The Illumination of the Thought (dbu ma dgongs pa rab gsal) is one of two major works by Tsong-khapa to comment directly upon and incorporate an Indian Madhyamika text. It is also the last of his five works on Madhyamika, written in 1418, the year before his death, when he was sixty-one years old. This text, among the last in a lifetime of writing that produced over two hundred separate titles occupying eighteen Tibetan volumes, can be located in other ways as well. On the one hand, it takes its place in a lineage of textual commentary considered to link the turn-of-the-millennium Nagarjuna and the seventh-century Candrakirti with the fourteenth-century Tsongkha-pa. Innumerable other voices, including a wide of range of Buddhist scriptures and the opponents whose views he debated, also surface in this text. The other locus, and the one to which this volume directly addresses itself, is the place of Tsong-kha-pa's work in the living oral philosophical traditions of Tibet. It is in this latter context that Tibetans encounter texts such as this, whether as monas- tic scholars listening to it from their teachers and debating its fine points with their peers, or more rarely as members of the lay public who gather on special occasions to hear discourses on it from renowned lamas.

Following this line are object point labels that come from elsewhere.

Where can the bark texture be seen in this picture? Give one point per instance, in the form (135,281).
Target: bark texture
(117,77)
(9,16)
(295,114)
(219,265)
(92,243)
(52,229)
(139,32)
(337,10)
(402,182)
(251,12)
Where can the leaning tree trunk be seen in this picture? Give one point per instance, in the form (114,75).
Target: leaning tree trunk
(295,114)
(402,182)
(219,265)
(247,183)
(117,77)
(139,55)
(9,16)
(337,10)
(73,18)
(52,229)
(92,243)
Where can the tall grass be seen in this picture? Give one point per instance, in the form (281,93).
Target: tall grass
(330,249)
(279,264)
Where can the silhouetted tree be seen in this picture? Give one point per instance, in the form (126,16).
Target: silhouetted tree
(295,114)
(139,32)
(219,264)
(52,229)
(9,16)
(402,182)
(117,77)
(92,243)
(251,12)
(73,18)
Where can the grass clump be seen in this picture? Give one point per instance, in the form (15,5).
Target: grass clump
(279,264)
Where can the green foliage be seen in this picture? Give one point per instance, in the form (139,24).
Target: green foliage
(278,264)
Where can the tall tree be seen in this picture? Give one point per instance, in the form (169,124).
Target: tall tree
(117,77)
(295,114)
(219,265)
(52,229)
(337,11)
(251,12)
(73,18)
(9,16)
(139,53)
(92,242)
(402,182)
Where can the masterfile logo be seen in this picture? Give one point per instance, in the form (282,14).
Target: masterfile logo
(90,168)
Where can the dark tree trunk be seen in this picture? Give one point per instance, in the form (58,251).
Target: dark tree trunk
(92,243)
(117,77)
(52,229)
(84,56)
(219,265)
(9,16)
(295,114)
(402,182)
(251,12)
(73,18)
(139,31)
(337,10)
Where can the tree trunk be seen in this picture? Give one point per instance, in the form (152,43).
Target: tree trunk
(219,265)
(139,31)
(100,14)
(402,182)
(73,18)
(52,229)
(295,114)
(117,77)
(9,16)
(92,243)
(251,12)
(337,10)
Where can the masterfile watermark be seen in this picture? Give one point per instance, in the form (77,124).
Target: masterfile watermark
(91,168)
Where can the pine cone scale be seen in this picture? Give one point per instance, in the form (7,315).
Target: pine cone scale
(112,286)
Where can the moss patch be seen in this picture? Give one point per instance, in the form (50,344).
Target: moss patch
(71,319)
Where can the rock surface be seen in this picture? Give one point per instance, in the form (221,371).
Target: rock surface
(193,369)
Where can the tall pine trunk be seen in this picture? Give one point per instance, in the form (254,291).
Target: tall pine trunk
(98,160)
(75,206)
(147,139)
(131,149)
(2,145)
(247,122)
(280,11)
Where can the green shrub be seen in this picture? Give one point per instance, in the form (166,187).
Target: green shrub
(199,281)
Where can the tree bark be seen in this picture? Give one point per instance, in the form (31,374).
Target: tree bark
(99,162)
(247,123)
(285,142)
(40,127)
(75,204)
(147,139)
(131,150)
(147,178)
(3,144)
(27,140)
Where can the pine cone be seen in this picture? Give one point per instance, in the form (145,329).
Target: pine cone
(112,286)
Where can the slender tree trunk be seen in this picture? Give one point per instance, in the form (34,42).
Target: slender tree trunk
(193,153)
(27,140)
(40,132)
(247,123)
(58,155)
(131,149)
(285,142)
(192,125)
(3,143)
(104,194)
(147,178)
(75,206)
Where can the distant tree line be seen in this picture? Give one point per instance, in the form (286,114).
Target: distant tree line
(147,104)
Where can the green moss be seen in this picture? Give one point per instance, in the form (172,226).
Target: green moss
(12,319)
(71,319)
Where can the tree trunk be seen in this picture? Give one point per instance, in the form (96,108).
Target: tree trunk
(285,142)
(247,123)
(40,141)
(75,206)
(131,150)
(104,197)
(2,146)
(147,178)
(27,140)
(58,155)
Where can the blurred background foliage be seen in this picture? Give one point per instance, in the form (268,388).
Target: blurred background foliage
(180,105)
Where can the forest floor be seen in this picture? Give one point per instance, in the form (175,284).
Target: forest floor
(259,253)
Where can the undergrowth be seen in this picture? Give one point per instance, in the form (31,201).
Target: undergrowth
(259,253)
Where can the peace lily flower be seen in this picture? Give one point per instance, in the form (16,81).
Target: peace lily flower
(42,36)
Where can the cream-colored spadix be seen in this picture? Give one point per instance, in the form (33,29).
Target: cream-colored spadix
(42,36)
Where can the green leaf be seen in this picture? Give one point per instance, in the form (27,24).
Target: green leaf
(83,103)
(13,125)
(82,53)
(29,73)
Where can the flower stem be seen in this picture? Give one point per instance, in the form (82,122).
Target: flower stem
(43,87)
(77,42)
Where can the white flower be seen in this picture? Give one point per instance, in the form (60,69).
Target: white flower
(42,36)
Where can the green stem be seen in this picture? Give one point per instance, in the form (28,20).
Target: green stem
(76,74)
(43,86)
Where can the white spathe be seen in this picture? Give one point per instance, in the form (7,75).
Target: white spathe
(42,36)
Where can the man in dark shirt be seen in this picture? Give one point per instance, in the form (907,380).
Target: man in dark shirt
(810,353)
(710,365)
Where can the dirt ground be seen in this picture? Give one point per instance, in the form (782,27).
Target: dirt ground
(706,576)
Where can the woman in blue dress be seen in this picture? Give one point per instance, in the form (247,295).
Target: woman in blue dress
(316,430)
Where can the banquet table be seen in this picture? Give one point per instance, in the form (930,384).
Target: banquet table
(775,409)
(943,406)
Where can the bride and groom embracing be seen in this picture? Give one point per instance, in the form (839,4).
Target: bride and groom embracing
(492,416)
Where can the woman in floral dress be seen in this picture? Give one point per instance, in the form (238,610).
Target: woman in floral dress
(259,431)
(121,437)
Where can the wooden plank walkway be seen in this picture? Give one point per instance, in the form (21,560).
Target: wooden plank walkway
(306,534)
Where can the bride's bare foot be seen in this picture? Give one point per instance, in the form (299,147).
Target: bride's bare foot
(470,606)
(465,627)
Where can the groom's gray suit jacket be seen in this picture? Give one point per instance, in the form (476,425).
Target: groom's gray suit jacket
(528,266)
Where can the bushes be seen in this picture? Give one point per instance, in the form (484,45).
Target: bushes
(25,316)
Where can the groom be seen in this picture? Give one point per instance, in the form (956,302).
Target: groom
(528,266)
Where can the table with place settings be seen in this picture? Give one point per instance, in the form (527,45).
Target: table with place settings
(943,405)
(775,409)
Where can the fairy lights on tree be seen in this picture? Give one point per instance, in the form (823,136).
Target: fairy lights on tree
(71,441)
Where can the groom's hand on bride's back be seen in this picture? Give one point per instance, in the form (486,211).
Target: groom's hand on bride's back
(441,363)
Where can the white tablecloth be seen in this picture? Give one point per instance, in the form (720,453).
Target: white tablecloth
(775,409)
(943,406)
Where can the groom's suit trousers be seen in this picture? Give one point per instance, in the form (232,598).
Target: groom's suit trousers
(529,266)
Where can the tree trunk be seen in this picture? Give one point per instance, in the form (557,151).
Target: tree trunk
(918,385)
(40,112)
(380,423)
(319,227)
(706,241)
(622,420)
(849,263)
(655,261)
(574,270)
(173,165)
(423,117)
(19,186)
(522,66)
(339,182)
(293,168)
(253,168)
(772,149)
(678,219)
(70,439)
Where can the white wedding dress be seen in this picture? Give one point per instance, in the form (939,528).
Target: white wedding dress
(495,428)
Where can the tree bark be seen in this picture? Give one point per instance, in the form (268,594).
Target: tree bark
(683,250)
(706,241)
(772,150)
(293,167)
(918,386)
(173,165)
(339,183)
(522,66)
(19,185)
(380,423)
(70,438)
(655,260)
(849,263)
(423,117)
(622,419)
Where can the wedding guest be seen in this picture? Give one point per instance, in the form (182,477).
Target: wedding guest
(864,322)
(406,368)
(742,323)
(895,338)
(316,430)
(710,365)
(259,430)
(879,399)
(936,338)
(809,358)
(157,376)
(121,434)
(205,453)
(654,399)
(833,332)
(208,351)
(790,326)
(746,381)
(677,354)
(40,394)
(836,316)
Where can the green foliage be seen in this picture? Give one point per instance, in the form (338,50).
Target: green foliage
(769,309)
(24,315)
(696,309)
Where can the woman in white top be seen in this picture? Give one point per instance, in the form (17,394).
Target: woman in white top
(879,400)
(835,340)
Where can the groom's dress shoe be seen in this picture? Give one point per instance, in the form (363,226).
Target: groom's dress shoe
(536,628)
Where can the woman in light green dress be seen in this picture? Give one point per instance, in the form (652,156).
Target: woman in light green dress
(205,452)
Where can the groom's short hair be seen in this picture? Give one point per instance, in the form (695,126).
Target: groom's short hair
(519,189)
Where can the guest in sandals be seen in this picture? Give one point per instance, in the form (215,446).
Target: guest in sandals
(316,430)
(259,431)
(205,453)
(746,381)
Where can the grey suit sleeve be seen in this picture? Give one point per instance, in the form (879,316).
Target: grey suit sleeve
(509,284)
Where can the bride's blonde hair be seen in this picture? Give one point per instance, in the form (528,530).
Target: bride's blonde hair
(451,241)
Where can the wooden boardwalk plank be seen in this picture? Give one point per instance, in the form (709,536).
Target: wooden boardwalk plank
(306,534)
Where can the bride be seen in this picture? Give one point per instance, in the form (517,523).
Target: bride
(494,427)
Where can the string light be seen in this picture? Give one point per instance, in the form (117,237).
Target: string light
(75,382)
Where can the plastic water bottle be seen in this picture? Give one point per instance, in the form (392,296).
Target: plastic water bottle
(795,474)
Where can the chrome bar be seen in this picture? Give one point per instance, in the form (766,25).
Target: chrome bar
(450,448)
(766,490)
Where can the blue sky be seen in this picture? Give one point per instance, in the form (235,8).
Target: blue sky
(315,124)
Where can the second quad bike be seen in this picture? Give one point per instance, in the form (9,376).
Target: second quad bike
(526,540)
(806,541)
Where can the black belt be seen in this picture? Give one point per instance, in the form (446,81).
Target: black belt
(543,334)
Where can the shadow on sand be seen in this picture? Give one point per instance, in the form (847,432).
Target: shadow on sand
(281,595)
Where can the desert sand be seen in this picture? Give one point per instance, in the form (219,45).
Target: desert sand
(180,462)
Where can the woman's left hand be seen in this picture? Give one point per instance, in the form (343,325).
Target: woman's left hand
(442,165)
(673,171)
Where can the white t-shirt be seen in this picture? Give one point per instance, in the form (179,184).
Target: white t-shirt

Nagarjuna, the initial systemizer of Indian Madhyamika, formed the basis for virtually all subsequent Indo-Tibetan Madhyamika studies with his Treatise on the Middle Way (dbu ma'i bstan beos, mülamadhyamakasastra). Candrakirti, who studied and then became abbot at the famous Buddhist Monastic University of Nalanda in the post-Gupta period, marked a turning point in Indian Madhyamika. His Entrance to the Middle Way (dbu ma la jug pa, madhyamakavatara) expanded greatly on Nagarjuna's writing and paved the way for a new vision of Madhyamika known as Prasangika- Madhyamika. Candrakirti organized his discussion around the ten Bodhisattva grounds (sa, bhumi), and his interweaving of practical guidelines-such as detailed descriptions of the perfections of giving, ethics, and patience-as well as philosophical analysis, struck a deep chord in Tibet, where a whole class of literature outlining the stages of the path (lam rim) grew up on this model, with Tsong-kha-pa's own work one of its supreme exemplars.
Kensur Yeshey Tupden's oral scholarship on a major text of his tradition invites us to consider the place of orality in Tibetan scholarly traditions, and especially the relationship between oral genres and the philosophical categories and ritual expressions of Tibetan Buddhism. I see Tibetan oral genres as falling into two broad categories. The first is explanatory, such as the oral philosophy translated here, and its primary purpose is to amplify the meaning of a text. The second is more ritualistic, for it includes vocalizations in which sound rather than meaning is paramount, such as the recitation of mantra or other rhythmic chanting.
Tibetan oral performances vary considerably in how they balance explanatory and ritual power, some utilizing one genre almost to the exclusion of the other, some having both but emphasizing one or the other. In practice, therefore, these two genres are often intertwined.